I giudici di legittimità hanno riconosciuto la violazione dell’art. 33 del Codice del Consumo, perché “la clausola provoca un significativo squilibrio dei diritti e degli obblighi derivanti, ai sensi degli articoli 1476 e 1498 Codice civile, dal contratto di compravendita concluso tra il venditore professionista e il consumatore acquirente”.
La clausola di esonero non sarà considerata vessatoria solo qualora il costruttore fornisca la prova che la stessa abbia formato oggetto di specifica trattativa con il condomino-acquirente-consumatore. 
Inoltre, quest’ultimo deve aver ricevuto in cambio un pari vantaggio patrimoniale a seguito dell’accollo delle spese condominiali di spettanza del costruttore per le unità non vendute.

Pare evidente come la sentenza non prenda a riferimento gli articoli 1118 e 1123 del Codice Civile in tema condominiale, quanto il Codice del Consumo, richiamato in virtù dell’atto di compravendita che è stato firmato tra costruttore e nuovo proprietario.
Pertanto, per rilevare la nullità di tale clausola, è necessario che ad agire sia il singolo in qualità di consumatore e non di condòmino, impugnando l’art.33, comma 1, d.lgs. 6 settembre 2005, n. 206.
L’amministratore di condominio poco potrà fare, se non ripartire le spese in virtù del regolamento.

Attenzione: questo solo se la clausola ha durata illimitata.

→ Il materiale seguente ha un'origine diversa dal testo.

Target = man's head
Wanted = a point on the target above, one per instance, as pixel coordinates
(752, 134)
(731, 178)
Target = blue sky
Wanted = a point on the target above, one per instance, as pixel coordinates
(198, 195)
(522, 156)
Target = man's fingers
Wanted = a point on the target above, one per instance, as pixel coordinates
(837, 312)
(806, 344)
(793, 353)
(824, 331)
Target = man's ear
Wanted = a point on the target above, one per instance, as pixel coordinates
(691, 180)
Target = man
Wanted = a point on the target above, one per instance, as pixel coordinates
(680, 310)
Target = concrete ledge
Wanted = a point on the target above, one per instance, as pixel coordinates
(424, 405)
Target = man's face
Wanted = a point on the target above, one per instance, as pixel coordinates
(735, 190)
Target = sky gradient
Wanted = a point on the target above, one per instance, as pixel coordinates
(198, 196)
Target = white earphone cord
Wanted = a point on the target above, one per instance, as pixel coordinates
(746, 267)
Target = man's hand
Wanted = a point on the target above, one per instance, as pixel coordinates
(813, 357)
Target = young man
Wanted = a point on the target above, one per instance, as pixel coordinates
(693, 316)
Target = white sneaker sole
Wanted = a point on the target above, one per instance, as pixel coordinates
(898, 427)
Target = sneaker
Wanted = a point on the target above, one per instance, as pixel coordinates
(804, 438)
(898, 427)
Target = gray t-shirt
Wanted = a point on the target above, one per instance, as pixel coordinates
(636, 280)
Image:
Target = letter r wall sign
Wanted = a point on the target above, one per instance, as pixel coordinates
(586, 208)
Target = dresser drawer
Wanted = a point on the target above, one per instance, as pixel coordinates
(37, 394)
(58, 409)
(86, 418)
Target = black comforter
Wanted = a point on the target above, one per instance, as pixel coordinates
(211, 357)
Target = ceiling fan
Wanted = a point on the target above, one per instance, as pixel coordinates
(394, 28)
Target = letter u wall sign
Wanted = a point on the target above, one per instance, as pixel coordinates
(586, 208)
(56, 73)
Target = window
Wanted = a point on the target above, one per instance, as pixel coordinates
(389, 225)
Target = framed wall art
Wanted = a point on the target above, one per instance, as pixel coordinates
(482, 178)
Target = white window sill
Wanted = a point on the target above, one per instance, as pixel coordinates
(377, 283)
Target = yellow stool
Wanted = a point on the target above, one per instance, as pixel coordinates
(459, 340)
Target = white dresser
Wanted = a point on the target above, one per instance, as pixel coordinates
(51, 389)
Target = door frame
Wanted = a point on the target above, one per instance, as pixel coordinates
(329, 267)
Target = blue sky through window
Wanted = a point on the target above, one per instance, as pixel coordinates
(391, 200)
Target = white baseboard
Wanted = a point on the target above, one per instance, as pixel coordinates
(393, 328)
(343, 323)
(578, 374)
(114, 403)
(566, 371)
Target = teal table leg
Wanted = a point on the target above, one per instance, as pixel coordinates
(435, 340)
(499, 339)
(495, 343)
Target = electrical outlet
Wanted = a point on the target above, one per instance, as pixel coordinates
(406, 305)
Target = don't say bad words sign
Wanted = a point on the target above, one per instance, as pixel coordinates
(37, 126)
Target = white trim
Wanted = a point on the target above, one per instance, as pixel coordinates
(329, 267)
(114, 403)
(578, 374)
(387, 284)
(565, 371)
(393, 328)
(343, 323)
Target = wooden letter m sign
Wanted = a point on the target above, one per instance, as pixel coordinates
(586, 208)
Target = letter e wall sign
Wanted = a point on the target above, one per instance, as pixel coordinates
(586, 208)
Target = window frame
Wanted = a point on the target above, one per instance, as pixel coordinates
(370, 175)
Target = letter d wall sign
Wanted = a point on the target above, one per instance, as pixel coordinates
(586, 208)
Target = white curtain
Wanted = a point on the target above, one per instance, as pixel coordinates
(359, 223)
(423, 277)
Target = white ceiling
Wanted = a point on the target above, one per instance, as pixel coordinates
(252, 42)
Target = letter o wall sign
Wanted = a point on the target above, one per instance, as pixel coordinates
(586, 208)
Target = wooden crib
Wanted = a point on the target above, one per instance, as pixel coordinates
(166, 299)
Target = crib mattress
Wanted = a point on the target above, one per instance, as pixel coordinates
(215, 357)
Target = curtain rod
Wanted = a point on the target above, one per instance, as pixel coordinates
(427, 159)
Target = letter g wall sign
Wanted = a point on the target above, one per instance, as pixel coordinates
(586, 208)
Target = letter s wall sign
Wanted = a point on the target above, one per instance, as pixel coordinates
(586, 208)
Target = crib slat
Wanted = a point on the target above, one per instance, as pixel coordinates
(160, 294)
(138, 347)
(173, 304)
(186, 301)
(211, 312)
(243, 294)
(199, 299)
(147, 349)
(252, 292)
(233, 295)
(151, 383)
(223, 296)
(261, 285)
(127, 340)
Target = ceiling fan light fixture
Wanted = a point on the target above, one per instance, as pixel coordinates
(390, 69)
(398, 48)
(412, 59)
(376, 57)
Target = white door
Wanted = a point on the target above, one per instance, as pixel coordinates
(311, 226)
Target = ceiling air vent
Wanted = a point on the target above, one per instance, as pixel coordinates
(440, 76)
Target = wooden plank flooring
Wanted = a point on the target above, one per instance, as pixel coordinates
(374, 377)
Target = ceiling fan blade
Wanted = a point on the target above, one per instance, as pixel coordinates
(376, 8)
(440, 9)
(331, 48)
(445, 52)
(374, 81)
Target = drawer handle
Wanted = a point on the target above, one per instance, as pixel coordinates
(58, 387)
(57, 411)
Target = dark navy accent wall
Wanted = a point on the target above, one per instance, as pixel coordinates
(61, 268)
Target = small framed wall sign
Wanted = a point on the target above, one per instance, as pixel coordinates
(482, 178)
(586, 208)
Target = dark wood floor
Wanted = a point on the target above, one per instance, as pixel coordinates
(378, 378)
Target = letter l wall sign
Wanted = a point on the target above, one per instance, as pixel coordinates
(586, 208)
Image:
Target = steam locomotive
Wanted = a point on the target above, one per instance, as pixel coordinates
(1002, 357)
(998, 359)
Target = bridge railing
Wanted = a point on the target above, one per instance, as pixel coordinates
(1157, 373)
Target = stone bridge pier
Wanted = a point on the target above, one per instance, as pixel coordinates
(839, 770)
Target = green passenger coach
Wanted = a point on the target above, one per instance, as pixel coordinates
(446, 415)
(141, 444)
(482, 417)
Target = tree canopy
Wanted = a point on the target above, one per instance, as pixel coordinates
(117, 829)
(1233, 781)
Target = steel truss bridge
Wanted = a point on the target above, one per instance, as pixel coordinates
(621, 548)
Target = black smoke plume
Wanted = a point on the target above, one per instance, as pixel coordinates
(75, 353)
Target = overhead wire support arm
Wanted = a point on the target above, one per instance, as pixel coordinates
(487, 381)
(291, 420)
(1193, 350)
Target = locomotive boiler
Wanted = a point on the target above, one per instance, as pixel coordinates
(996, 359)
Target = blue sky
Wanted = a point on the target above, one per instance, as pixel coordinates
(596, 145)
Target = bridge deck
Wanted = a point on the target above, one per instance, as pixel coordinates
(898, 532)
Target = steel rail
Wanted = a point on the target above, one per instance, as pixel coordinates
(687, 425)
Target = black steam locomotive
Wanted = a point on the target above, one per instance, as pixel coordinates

In altri casi, l’impugnazione diventa più complicata.

Inoltre, i costruttori hanno trovato il modo per aggirare la Sentenza: oltre a prevedere sempre un limite temporale dell’esonero alla contribuzione, hanno cominciato ad inserire la clausola solo all’interno dei rogiti, senza richiamarla nel regolamento condominiale.

In questo modo, l’amministratore di condominio applica il regolamento, ove l’esonero non è richiamato, andando a suddividere le spese per 1000 millesimi.
A tal punto, il costruttore non eccepisce più la mancata applicazione della norma del regolamento di condominio che lo escluderebbe dalla contribuzione e, pertanto, non vengono più promosse cause d’impugnazione delle delibere assembleari, che in passato potevano portare a cause dall’esito sfavorevole.

Inserendo la clausola solo nei rogiti, ad oggi i costruttori hanno la possibilità di agire in separata sede, richiamando legalmente al singolo condòmino l’accordo firmato e richiedendo un risarcimento di quanto già anticipato al condominio sulla base delle ripartizioni approvate.
A tal punto, poco potrà eccepire il singolo, a maggior ragione vista l'assenza di un limite temporale nella clausola.